Tuesday, November 25, 2014

Opinion: Warnings make smokers behave

              Trying to defend smoking cigarettes is the equivalent of challenging Mike Tyson to a fight. The negative health effects of smoking are well documented and accepted as absolute truths.
            The question facing Midland College is do we make the campus smoke-free or enforce the current smoking policy? I'd advocate the latter of the two options. The current policy, if enforced, addresses the issues with second-hand smoke and allows smokers to be on campus.
            I have been smoking for 13 years and tried quitting several times. Stressors from life, deaths of loved ones, divorce or financial problems have brought the habit back. Recently, the pressure of returning to college after a long absence has caused me to pick the habit back up. Taking a smoke break allows me to have an excuse to take a "breather" from homework and studying. I am worried about the health risk and have contemplated quitting.
            Smoking and second-hand smoke has been linked to most types of cancer, coronary heart disease, stroke and COPD. Smoking causes about 90 percent of all lung cancer deaths in men and women. About 80 percent of all deaths from chronic obstructive pulmonary disease are caused by smoking. The risk of dying from cigarette smoking has increased over the last 50 years in men and women in the United States. The problem is that people still smoke and MC needs to decide how to handle the smoking policy.
            The current MC smoking policy only permits smoking in more than 15 designated areas around campus. These designated areas are identified on the campus map in the catalog. MC policy prohibits the use of all types of smoking products, including electronic cigarettes, outside of the designated smoking areas.
            The confusion comes from having ashtrays outside the smoke zones, and not distributing the maps. Smokers do not know where they can or cannot smoke; most students neglect to read the catalog. Many smokers have switched over to the electronic cigarettes or vapor pens because they are "supposedly" healthier. It's a common misconception that they can be used anywhere.

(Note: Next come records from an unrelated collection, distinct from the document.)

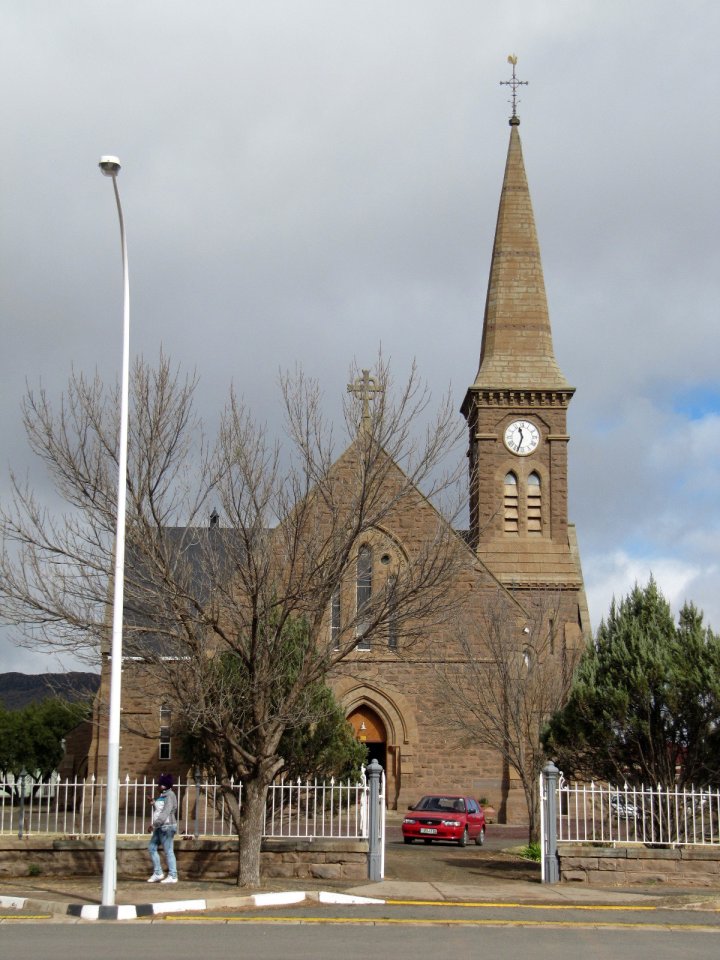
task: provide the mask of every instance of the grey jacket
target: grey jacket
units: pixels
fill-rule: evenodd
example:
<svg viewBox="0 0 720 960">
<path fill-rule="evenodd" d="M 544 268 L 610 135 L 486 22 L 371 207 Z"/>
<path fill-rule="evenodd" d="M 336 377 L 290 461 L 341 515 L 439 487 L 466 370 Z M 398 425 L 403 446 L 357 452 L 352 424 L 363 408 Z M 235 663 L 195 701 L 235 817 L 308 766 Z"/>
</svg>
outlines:
<svg viewBox="0 0 720 960">
<path fill-rule="evenodd" d="M 171 789 L 163 790 L 153 803 L 153 830 L 158 827 L 177 827 L 177 797 Z"/>
</svg>

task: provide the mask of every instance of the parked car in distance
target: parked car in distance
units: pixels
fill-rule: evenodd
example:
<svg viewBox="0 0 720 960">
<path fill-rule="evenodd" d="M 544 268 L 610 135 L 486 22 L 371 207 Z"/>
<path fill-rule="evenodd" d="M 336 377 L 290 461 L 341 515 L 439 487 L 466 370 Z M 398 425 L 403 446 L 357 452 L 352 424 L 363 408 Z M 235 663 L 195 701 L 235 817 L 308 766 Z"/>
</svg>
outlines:
<svg viewBox="0 0 720 960">
<path fill-rule="evenodd" d="M 618 820 L 635 820 L 640 816 L 637 804 L 621 793 L 610 797 L 610 808 Z"/>
<path fill-rule="evenodd" d="M 468 840 L 474 840 L 481 847 L 485 842 L 485 814 L 472 797 L 428 794 L 408 807 L 402 833 L 405 843 L 451 840 L 464 847 Z"/>
</svg>

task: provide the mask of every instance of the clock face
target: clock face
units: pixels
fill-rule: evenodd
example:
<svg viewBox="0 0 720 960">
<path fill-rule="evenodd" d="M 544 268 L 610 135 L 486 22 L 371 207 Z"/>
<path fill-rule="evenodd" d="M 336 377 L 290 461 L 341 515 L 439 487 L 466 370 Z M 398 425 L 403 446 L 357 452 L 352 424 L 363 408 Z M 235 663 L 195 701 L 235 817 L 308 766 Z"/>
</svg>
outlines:
<svg viewBox="0 0 720 960">
<path fill-rule="evenodd" d="M 519 457 L 526 457 L 537 449 L 540 431 L 529 420 L 513 420 L 505 430 L 505 446 Z"/>
</svg>

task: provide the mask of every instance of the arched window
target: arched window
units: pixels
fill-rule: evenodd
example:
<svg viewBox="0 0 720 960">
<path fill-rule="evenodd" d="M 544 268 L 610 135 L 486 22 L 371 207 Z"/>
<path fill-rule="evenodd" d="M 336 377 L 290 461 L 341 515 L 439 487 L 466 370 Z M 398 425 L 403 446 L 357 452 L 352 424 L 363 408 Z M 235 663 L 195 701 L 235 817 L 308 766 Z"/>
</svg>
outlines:
<svg viewBox="0 0 720 960">
<path fill-rule="evenodd" d="M 330 601 L 330 646 L 340 649 L 340 587 L 335 587 Z"/>
<path fill-rule="evenodd" d="M 357 558 L 357 634 L 363 639 L 357 646 L 358 650 L 369 650 L 370 643 L 364 639 L 367 624 L 363 621 L 363 610 L 370 603 L 372 596 L 372 550 L 363 544 L 358 550 Z"/>
<path fill-rule="evenodd" d="M 517 533 L 518 532 L 518 482 L 515 474 L 510 471 L 510 473 L 505 474 L 505 487 L 504 487 L 504 517 L 505 517 L 505 533 Z"/>
<path fill-rule="evenodd" d="M 540 477 L 534 471 L 527 482 L 527 529 L 534 536 L 542 533 L 542 488 Z"/>
<path fill-rule="evenodd" d="M 390 647 L 391 650 L 397 650 L 399 629 L 397 601 L 395 599 L 397 574 L 391 573 L 387 578 L 386 590 L 388 594 L 388 647 Z"/>
</svg>

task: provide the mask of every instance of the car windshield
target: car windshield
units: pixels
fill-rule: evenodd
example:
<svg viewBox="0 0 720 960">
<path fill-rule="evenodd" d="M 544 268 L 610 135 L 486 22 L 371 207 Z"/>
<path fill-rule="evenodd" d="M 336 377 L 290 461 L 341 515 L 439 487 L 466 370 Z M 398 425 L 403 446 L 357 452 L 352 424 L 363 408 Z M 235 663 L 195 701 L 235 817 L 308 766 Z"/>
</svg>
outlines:
<svg viewBox="0 0 720 960">
<path fill-rule="evenodd" d="M 462 797 L 423 797 L 420 803 L 415 805 L 416 810 L 436 810 L 446 812 L 452 810 L 455 813 L 465 812 L 465 801 Z"/>
</svg>

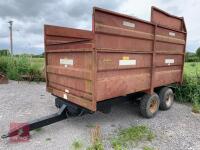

            Most smokers do not enjoy being addicted to cigarettes, and they do not like smelling like an ashtray. They feel guilty for having a disgusting habit, and they are aware that most people think they are crazy for smoking. Making MC a smoke-free campus not only alienates student and faculty smokers but it create unnecessary tension and stress in them as well. Enforcing the current policy is a better option.
            Handing out warnings and a map of designated smoke zones, to students and faculty in violation will go a long way to enhance the current policy. After the first warning, a ticket could be issued. Knowing about a fine would motivate smokers to learn where they can smoke and would protect non-smokers.
            I feel comfortable with this type of policy. I do not smoke in my house or my car, and not around children. I believe smokers should be respectful to those around them. I understand why some students and faculty members want a smoke-free campus, and it comes from smokers being disrespectful.
            The best option to keep MC open to everyone would be to enforce and spread awareness about the current policy.